In tandem: Using the Extreme Programming (XP) method, Gene Codes programmers pair up to produce, review, and test code. 
Sept 15, 2003 | In Gene Codes' frenzy to create M-FISys, founder and CEO Howard Cash recruited William Wake, an independent software coach, for one basic task: Exterminate the bugs before they hatch.

This is part of the philosophy behind Extreme Programming (XP), which was created by Kent Beck in 1996 and published in 1999. Beck sought a more efficient approach to building software through communication, simplicity, feedback, and courage.

Wake introduced Gene Codes engineers to the burgeoning Agile software development method in November 2001. The process aims to create an environment of increased interaction and communication within the programming team by scheduling frequent releases of software, tempered by constant testing and feedback from its users. Testing is done before, during, and after the code is written to ensure the same bugs don't surface twice. This results in a legion of automated tests, which serve as a safety net.

Two programmers produce code together on one computer. "The goal is to make sure everything gets code-reviewed as you go and to keep design ideas flowing," Wake says. "You'll rarely see people working by themselves."

The system is rebuilt many times per day. A test for a particular "story" (which describes a piece to be developed) or feature is written before the story itself, and the iteration is published so fellow programmers can see it. Each new story has to pass every previous test before running.

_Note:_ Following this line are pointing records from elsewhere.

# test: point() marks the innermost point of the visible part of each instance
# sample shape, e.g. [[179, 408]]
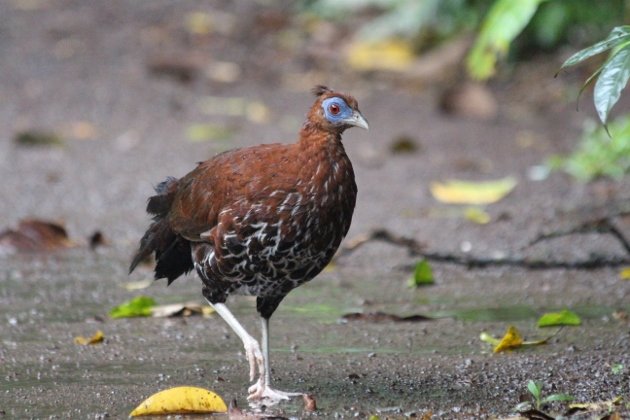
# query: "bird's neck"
[[313, 137]]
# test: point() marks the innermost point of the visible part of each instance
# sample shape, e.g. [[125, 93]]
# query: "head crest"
[[319, 90]]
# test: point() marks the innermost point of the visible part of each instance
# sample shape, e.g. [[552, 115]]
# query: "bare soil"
[[123, 81]]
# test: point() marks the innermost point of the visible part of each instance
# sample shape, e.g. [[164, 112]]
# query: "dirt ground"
[[124, 83]]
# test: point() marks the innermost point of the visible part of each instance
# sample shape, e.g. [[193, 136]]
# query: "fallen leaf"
[[422, 275], [138, 306], [389, 54], [223, 72], [309, 402], [181, 309], [199, 23], [468, 192], [477, 215], [33, 235], [38, 138], [511, 339], [595, 406], [181, 400], [403, 144], [137, 285], [81, 130], [181, 66], [564, 317], [97, 338], [383, 317]]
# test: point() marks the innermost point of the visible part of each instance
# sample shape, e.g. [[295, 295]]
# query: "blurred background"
[[101, 100]]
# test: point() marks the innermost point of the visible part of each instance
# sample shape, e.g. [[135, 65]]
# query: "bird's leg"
[[252, 348], [261, 390]]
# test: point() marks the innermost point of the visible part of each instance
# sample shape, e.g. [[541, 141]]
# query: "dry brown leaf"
[[97, 338], [34, 235]]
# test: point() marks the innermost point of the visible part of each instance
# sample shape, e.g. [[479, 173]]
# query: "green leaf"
[[535, 389], [564, 317], [617, 36], [197, 133], [138, 306], [557, 397], [612, 79], [504, 22], [422, 275]]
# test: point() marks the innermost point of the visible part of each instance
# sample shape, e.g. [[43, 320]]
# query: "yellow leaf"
[[98, 337], [199, 23], [595, 406], [477, 215], [511, 340], [467, 192], [181, 400], [389, 54], [137, 285]]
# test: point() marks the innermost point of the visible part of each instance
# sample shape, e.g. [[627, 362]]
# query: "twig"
[[601, 225], [416, 249]]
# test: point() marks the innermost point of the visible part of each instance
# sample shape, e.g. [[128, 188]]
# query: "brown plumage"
[[259, 220]]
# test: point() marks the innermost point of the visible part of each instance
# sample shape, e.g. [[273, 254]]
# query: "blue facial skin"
[[345, 111]]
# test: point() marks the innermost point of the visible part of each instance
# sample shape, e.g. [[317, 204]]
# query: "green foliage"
[[535, 389], [598, 154], [138, 306], [554, 319], [422, 275], [528, 24], [617, 369], [504, 22], [613, 75]]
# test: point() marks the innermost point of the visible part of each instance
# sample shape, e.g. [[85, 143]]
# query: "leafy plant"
[[422, 275], [613, 75], [598, 154], [138, 306], [554, 319], [504, 22], [535, 389]]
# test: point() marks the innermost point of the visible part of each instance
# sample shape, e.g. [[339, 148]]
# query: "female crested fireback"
[[259, 221]]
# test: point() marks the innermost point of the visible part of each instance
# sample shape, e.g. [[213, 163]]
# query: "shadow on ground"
[[69, 63]]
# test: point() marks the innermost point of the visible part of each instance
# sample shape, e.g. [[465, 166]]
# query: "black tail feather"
[[172, 252]]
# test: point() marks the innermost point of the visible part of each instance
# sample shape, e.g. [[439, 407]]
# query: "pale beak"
[[357, 120]]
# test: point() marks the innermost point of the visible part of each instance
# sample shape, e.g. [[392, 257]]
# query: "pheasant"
[[259, 221]]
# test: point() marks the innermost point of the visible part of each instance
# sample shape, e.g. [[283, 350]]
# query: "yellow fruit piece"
[[467, 192], [181, 400], [98, 337], [511, 340]]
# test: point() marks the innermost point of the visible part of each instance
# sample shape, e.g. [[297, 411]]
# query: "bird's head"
[[335, 112]]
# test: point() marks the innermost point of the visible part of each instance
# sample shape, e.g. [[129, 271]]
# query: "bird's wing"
[[232, 182]]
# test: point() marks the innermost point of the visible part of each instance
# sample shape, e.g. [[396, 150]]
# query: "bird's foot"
[[262, 394], [254, 357]]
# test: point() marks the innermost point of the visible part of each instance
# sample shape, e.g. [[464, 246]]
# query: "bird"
[[259, 221]]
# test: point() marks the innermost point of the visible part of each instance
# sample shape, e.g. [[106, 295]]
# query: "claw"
[[254, 357], [262, 394]]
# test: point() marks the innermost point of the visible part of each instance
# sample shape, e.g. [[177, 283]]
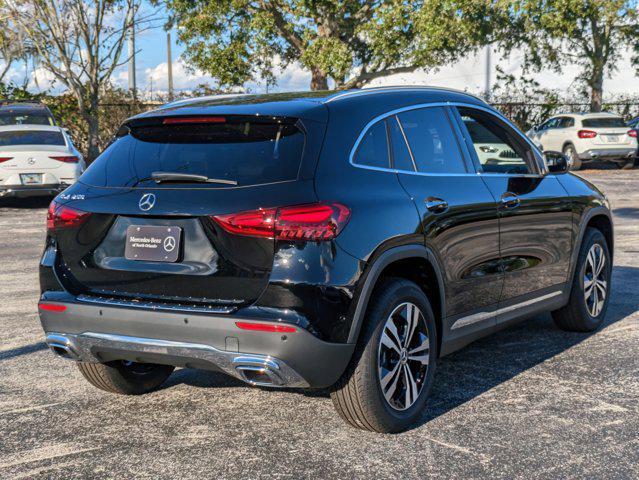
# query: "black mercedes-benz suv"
[[343, 240]]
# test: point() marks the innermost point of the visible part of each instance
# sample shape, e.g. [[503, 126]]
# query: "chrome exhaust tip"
[[258, 371], [62, 346]]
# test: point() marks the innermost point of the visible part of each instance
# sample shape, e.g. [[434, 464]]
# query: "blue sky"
[[465, 74]]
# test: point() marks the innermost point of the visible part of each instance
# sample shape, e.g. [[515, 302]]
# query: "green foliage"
[[349, 41], [592, 34]]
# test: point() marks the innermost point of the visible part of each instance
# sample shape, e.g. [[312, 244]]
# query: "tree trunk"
[[93, 122], [596, 93], [319, 80]]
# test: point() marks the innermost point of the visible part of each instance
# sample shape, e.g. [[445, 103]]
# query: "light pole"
[[131, 52], [169, 63], [487, 86]]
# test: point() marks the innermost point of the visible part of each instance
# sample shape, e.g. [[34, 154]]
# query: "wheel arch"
[[412, 262], [601, 219]]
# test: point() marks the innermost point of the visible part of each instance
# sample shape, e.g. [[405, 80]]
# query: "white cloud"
[[183, 79]]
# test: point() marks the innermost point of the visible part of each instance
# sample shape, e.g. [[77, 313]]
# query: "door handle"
[[510, 200], [436, 205]]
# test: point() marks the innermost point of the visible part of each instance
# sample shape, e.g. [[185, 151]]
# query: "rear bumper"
[[94, 333], [608, 154], [23, 191]]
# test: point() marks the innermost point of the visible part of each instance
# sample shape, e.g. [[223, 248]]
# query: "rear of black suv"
[[198, 240]]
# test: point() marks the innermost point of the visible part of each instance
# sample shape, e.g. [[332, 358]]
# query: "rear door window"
[[498, 148], [243, 151], [432, 141], [605, 122], [31, 137]]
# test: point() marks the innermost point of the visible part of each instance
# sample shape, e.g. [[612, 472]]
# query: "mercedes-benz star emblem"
[[169, 244], [147, 202]]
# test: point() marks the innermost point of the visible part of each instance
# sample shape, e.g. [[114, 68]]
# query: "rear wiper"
[[164, 177]]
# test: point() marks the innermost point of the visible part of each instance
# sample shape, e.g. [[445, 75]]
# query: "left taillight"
[[66, 158], [60, 217], [311, 222]]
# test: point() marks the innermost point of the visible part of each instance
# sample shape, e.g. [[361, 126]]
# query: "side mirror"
[[557, 162]]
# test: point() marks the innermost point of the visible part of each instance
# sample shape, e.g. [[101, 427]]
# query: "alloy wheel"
[[595, 280], [403, 356]]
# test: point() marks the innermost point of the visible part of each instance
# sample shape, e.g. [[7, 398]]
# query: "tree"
[[81, 43], [351, 42], [13, 45], [592, 34]]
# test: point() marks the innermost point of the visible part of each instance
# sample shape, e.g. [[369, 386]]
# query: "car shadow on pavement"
[[496, 359], [482, 365], [630, 212], [23, 350]]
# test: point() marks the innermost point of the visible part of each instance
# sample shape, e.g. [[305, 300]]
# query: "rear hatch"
[[152, 196], [611, 132]]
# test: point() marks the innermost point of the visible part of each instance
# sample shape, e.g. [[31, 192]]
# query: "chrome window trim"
[[408, 147], [492, 111], [399, 88]]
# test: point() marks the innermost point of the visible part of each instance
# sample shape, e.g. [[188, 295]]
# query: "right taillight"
[[309, 222], [60, 216], [586, 134]]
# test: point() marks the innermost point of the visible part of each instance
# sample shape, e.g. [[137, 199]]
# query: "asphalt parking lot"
[[528, 402]]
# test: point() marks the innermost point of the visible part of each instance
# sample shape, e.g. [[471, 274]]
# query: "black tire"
[[577, 315], [125, 378], [571, 153], [358, 396], [629, 165]]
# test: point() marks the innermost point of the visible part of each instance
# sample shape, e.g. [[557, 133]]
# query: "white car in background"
[[585, 137], [37, 160]]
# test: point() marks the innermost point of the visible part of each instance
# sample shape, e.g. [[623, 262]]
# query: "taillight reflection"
[[311, 222], [60, 217]]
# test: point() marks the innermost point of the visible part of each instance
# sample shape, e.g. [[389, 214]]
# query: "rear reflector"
[[52, 307], [66, 159], [586, 134], [266, 327], [182, 120], [312, 222], [60, 216]]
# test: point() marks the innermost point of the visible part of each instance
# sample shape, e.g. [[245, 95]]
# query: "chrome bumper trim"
[[86, 347], [150, 305]]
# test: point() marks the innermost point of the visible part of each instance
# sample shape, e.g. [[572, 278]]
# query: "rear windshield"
[[31, 137], [603, 122], [246, 152], [25, 118]]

Wake uses the analogy of a manufacturing line to explain the difference between traditional programming and XP. "Someone develops a muffler and someone else develops the body, and at the end they screw all the pieces together, but from start to finish how long do the parts sit on the line? We're having everyone swoop under the car and build it, then build the next car, all in parallel with each other, in a short bit rather than a long pipeline of stuff coming out."

Wake, who wrote the book Extreme Programming Explored just before Sept. 11, spends one week per month at Gene Codes. "No one is all that sure what it means for XP to be in its full glory," he says. "We're dealing with quite a bit of change. That puts a lot of pressure on a project, to keep systems working all the time and be open to changes."

Wake credits the XP approach in allowing Gene Codes to deliver weekly updates of M-FISys to the OCME. "We're prepared to deliver every week, no matter what we accomplished last week. We realized that they needed new things all the time; they couldn't wait six months for what they needed today."